3.7 Article 7 imposes two obligations on States parties: a substantive (or negative) obligation to prevent violations and a procedural (or positive) obligation to provide an effective investigation into allegations of substantive violations. In the present case, the investigation was carried out by the Ethical Standards Department, a unit within the Victoria Police. The Victoria Police disciplinary system was criticized in a 2007 report of the Office of Police Integrity entitled “A fair and effective Victoria Police disciplinary system”. The author’s case is mentioned in that report in a manner which makes it clear that the failure of the disciplinary process to hold police accountable is of concern.

3.8 The County Court of Victoria came to clear findings of fault against the police. Despite the fact that the standards of proof in civil and disciplinary proceedings are the same, the disciplinary process failed to achieve the same result. Owing to the failure to investigate the case effectively or use the findings in the civil proceedings as evidence to remove the police perpetrators from duty, the perpetrators remained employed and were not subjected to any form of discipline. That inaction condones a violation of article 7 and effectively authorizes further potential violation of article 7.

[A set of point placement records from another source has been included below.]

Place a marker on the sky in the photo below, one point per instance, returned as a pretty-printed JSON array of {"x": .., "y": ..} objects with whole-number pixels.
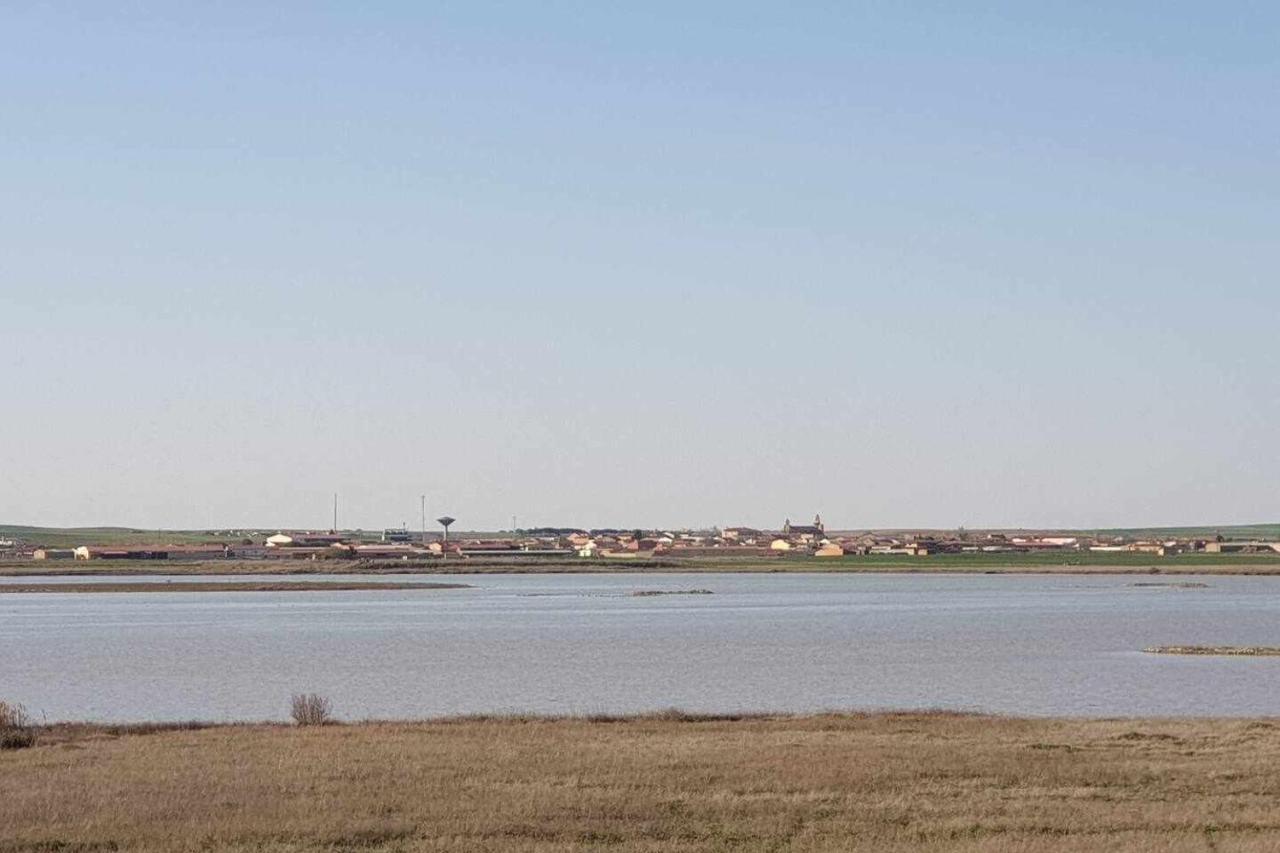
[{"x": 664, "y": 264}]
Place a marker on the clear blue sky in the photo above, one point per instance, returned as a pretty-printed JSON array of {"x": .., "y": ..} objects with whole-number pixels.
[{"x": 663, "y": 264}]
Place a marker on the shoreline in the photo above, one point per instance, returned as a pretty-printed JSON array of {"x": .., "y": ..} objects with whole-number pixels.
[
  {"x": 895, "y": 781},
  {"x": 850, "y": 566},
  {"x": 222, "y": 585}
]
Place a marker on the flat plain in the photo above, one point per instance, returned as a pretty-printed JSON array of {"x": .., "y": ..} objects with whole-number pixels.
[{"x": 886, "y": 781}]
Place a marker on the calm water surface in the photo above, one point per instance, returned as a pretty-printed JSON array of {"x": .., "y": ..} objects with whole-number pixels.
[{"x": 581, "y": 643}]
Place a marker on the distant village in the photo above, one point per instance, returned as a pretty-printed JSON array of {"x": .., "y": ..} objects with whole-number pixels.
[{"x": 787, "y": 541}]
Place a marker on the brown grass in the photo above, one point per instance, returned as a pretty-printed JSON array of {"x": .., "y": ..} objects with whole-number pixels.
[
  {"x": 899, "y": 781},
  {"x": 17, "y": 728}
]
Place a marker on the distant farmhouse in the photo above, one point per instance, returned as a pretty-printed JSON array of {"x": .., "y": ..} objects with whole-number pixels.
[{"x": 805, "y": 533}]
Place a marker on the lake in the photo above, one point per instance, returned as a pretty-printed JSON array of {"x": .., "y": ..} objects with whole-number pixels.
[{"x": 1029, "y": 644}]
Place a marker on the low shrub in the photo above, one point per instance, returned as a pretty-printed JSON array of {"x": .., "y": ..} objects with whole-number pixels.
[
  {"x": 310, "y": 710},
  {"x": 17, "y": 730}
]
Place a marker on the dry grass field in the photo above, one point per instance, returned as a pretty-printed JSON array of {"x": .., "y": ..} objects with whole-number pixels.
[{"x": 901, "y": 781}]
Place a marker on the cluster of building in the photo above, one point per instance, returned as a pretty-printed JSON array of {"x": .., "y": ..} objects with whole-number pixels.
[{"x": 795, "y": 539}]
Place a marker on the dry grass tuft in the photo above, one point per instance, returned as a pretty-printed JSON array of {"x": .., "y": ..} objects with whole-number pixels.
[
  {"x": 17, "y": 729},
  {"x": 932, "y": 783},
  {"x": 311, "y": 710}
]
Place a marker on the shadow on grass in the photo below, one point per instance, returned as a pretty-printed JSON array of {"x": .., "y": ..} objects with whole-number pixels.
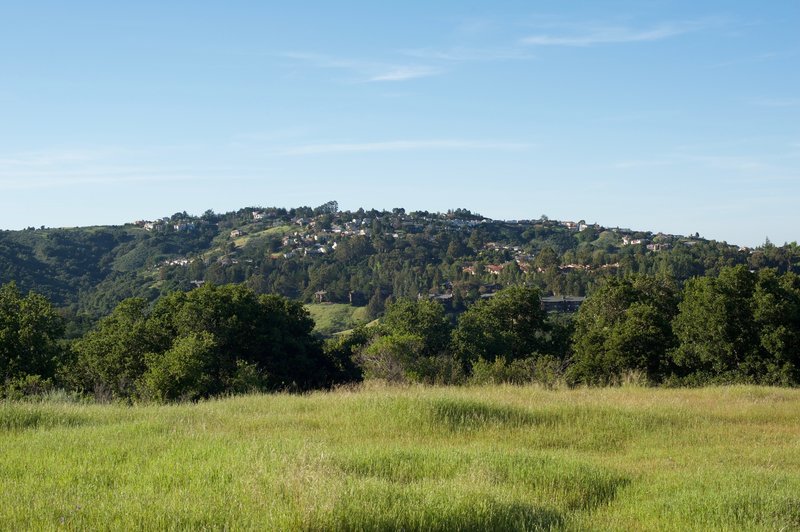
[
  {"x": 396, "y": 511},
  {"x": 22, "y": 417},
  {"x": 462, "y": 415}
]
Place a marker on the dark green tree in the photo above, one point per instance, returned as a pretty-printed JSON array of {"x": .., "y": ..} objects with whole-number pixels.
[
  {"x": 624, "y": 326},
  {"x": 29, "y": 332},
  {"x": 511, "y": 324},
  {"x": 716, "y": 329}
]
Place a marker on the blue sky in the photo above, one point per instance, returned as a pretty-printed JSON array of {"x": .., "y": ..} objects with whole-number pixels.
[{"x": 680, "y": 117}]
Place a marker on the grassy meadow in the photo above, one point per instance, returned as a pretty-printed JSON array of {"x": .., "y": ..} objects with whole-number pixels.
[
  {"x": 333, "y": 318},
  {"x": 373, "y": 458}
]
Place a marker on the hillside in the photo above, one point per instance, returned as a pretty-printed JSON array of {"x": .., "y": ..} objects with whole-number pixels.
[{"x": 358, "y": 258}]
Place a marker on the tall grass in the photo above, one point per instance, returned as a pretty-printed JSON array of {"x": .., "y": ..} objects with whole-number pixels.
[{"x": 376, "y": 458}]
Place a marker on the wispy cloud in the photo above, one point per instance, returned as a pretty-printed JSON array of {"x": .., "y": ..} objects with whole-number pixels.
[
  {"x": 365, "y": 71},
  {"x": 464, "y": 54},
  {"x": 603, "y": 34},
  {"x": 776, "y": 102},
  {"x": 64, "y": 168},
  {"x": 404, "y": 73},
  {"x": 402, "y": 145}
]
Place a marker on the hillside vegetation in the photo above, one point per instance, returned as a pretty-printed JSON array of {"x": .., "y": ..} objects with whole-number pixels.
[
  {"x": 418, "y": 458},
  {"x": 332, "y": 318},
  {"x": 363, "y": 257}
]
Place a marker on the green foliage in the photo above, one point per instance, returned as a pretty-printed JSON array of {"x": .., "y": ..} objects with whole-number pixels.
[
  {"x": 511, "y": 325},
  {"x": 29, "y": 333},
  {"x": 411, "y": 458},
  {"x": 207, "y": 342},
  {"x": 425, "y": 319},
  {"x": 739, "y": 327},
  {"x": 624, "y": 326},
  {"x": 546, "y": 370},
  {"x": 183, "y": 372}
]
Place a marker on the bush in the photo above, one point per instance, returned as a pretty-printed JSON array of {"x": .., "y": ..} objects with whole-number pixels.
[{"x": 546, "y": 370}]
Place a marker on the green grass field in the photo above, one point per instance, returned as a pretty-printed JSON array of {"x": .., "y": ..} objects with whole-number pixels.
[
  {"x": 332, "y": 318},
  {"x": 487, "y": 458}
]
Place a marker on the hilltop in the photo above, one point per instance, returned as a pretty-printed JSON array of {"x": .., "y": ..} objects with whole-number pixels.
[{"x": 358, "y": 257}]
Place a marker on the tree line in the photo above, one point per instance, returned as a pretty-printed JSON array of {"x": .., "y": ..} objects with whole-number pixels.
[{"x": 739, "y": 326}]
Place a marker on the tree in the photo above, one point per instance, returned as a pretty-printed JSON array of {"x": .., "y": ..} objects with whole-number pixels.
[
  {"x": 715, "y": 327},
  {"x": 210, "y": 341},
  {"x": 776, "y": 311},
  {"x": 29, "y": 332},
  {"x": 511, "y": 325},
  {"x": 112, "y": 357},
  {"x": 624, "y": 326}
]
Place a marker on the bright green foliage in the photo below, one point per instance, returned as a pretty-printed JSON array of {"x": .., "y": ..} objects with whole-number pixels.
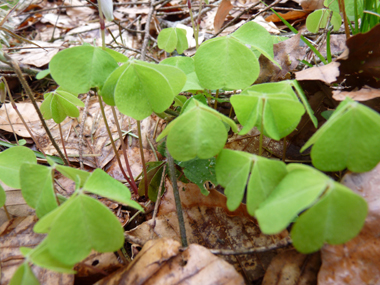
[
  {"x": 271, "y": 106},
  {"x": 37, "y": 188},
  {"x": 172, "y": 38},
  {"x": 78, "y": 69},
  {"x": 41, "y": 256},
  {"x": 186, "y": 64},
  {"x": 10, "y": 163},
  {"x": 199, "y": 171},
  {"x": 257, "y": 37},
  {"x": 73, "y": 174},
  {"x": 198, "y": 132},
  {"x": 232, "y": 172},
  {"x": 225, "y": 63},
  {"x": 140, "y": 88},
  {"x": 84, "y": 224},
  {"x": 60, "y": 104},
  {"x": 24, "y": 276},
  {"x": 295, "y": 193},
  {"x": 102, "y": 184},
  {"x": 2, "y": 196},
  {"x": 335, "y": 219},
  {"x": 349, "y": 139},
  {"x": 319, "y": 18},
  {"x": 154, "y": 174}
]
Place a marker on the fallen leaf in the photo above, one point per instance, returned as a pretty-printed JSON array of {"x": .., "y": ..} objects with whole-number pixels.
[
  {"x": 358, "y": 261},
  {"x": 224, "y": 8},
  {"x": 210, "y": 224},
  {"x": 292, "y": 267},
  {"x": 161, "y": 262}
]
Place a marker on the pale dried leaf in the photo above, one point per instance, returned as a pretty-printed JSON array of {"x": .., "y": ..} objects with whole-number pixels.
[
  {"x": 209, "y": 223},
  {"x": 161, "y": 262},
  {"x": 357, "y": 261}
]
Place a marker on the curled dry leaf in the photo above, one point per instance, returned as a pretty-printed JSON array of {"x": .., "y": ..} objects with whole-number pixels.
[
  {"x": 358, "y": 261},
  {"x": 161, "y": 262},
  {"x": 224, "y": 8},
  {"x": 209, "y": 223},
  {"x": 292, "y": 267},
  {"x": 19, "y": 232}
]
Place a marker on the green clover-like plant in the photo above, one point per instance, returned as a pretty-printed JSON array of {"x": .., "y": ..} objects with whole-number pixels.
[
  {"x": 78, "y": 69},
  {"x": 198, "y": 132},
  {"x": 236, "y": 169},
  {"x": 60, "y": 104},
  {"x": 349, "y": 139},
  {"x": 139, "y": 88},
  {"x": 170, "y": 39},
  {"x": 186, "y": 64},
  {"x": 335, "y": 214},
  {"x": 10, "y": 163}
]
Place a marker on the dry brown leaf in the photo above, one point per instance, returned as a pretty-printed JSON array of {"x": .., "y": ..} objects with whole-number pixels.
[
  {"x": 161, "y": 262},
  {"x": 224, "y": 8},
  {"x": 292, "y": 267},
  {"x": 14, "y": 234},
  {"x": 210, "y": 224},
  {"x": 358, "y": 261}
]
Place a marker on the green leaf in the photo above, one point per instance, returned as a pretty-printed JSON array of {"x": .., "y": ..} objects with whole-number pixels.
[
  {"x": 225, "y": 63},
  {"x": 78, "y": 69},
  {"x": 84, "y": 225},
  {"x": 3, "y": 196},
  {"x": 232, "y": 172},
  {"x": 24, "y": 276},
  {"x": 102, "y": 184},
  {"x": 172, "y": 38},
  {"x": 42, "y": 257},
  {"x": 198, "y": 132},
  {"x": 143, "y": 88},
  {"x": 10, "y": 163},
  {"x": 60, "y": 104},
  {"x": 257, "y": 37},
  {"x": 335, "y": 219},
  {"x": 37, "y": 188},
  {"x": 186, "y": 64},
  {"x": 73, "y": 173},
  {"x": 318, "y": 20},
  {"x": 273, "y": 105},
  {"x": 297, "y": 191},
  {"x": 349, "y": 139},
  {"x": 199, "y": 171}
]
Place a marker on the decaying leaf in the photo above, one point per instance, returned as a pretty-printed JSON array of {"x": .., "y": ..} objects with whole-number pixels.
[
  {"x": 161, "y": 262},
  {"x": 210, "y": 224},
  {"x": 358, "y": 261}
]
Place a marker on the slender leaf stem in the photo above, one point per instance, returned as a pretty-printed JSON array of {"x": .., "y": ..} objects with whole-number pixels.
[
  {"x": 63, "y": 143},
  {"x": 178, "y": 204},
  {"x": 132, "y": 181},
  {"x": 142, "y": 158},
  {"x": 112, "y": 141}
]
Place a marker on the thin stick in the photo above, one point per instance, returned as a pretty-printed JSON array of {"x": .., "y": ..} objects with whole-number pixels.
[
  {"x": 173, "y": 177},
  {"x": 28, "y": 91},
  {"x": 142, "y": 158},
  {"x": 158, "y": 201},
  {"x": 63, "y": 143},
  {"x": 282, "y": 243},
  {"x": 81, "y": 130},
  {"x": 112, "y": 142},
  {"x": 132, "y": 181}
]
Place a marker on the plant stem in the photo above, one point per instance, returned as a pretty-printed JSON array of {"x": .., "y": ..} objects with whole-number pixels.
[
  {"x": 112, "y": 142},
  {"x": 143, "y": 159},
  {"x": 63, "y": 144},
  {"x": 173, "y": 177},
  {"x": 29, "y": 92},
  {"x": 132, "y": 180}
]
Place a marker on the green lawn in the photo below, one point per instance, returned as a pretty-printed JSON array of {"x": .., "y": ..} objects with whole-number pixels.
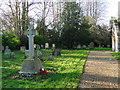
[
  {"x": 101, "y": 49},
  {"x": 63, "y": 72},
  {"x": 116, "y": 55}
]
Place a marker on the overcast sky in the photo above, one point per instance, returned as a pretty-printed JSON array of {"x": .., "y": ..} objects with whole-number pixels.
[{"x": 112, "y": 9}]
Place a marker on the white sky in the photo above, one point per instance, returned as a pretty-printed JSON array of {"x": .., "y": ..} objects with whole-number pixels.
[{"x": 112, "y": 9}]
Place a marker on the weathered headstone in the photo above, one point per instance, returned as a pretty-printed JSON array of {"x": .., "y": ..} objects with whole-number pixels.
[
  {"x": 91, "y": 45},
  {"x": 108, "y": 46},
  {"x": 39, "y": 54},
  {"x": 7, "y": 52},
  {"x": 84, "y": 46},
  {"x": 46, "y": 45},
  {"x": 12, "y": 55},
  {"x": 50, "y": 57},
  {"x": 53, "y": 46},
  {"x": 79, "y": 46},
  {"x": 103, "y": 46},
  {"x": 31, "y": 64},
  {"x": 22, "y": 48},
  {"x": 42, "y": 46},
  {"x": 56, "y": 52},
  {"x": 37, "y": 47},
  {"x": 3, "y": 48},
  {"x": 26, "y": 53},
  {"x": 99, "y": 46}
]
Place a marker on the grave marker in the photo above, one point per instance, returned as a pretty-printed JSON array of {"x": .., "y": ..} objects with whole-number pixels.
[{"x": 46, "y": 45}]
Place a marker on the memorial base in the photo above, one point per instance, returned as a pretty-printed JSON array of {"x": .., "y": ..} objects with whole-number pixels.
[{"x": 31, "y": 66}]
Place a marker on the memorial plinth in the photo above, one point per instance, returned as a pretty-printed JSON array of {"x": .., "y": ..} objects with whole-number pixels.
[{"x": 31, "y": 64}]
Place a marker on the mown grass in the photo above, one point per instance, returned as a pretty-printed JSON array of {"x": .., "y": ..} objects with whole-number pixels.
[
  {"x": 116, "y": 55},
  {"x": 101, "y": 49},
  {"x": 63, "y": 72}
]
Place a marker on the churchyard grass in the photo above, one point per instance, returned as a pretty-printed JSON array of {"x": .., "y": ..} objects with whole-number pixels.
[
  {"x": 63, "y": 72},
  {"x": 101, "y": 49},
  {"x": 116, "y": 55}
]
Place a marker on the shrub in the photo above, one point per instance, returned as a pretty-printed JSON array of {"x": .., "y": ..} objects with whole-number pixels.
[{"x": 10, "y": 39}]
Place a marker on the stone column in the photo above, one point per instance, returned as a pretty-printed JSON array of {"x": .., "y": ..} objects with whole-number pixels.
[
  {"x": 116, "y": 44},
  {"x": 113, "y": 43},
  {"x": 31, "y": 48}
]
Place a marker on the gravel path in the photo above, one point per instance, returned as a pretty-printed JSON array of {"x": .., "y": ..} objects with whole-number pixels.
[{"x": 101, "y": 71}]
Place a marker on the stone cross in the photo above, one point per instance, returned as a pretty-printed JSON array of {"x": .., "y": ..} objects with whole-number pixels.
[
  {"x": 46, "y": 45},
  {"x": 30, "y": 34}
]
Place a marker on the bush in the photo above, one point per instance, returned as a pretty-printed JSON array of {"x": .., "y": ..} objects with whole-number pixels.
[
  {"x": 39, "y": 39},
  {"x": 10, "y": 39}
]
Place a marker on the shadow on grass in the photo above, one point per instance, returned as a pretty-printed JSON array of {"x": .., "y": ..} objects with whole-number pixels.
[{"x": 99, "y": 81}]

Article 9 (paras. 1 and 5)

3.9 The author was subjected to arbitrary arrest and detention, in violation of article 9, paragraph 1, of the Covenant. Without a warrant, the police had no right to enter the author’s house and arrest her. The detention was not justified or lawful. Judge Williams found that she had been falsely arrested and imprisoned. Furthermore, the State party did not grant her an enforceable right to compensation, which entails a violation of article 9, paragraph 5.

Article 10

3.10 The assault, constraint by handcuffing, arrest, detention and delay in medical treatment suffered by the author were inhumane and a violation of article 10, in addition to article 7. Her detention in a situation in which medical attention was required added to the trauma she experienced.

Article 17

3.11 In the absence of a warrant or a reason to believe that the author had committed a serious indictable offence, the police invasion of the author’s house constituted arbitrary and unlawful interference with her home, family and privacy. Furthermore, the malicious prosecution of the author for assaulting Constable J. was an unlawful attack on her honour and reputation and a disproportionate action which could not be justified by any interpretation of a pressing social need.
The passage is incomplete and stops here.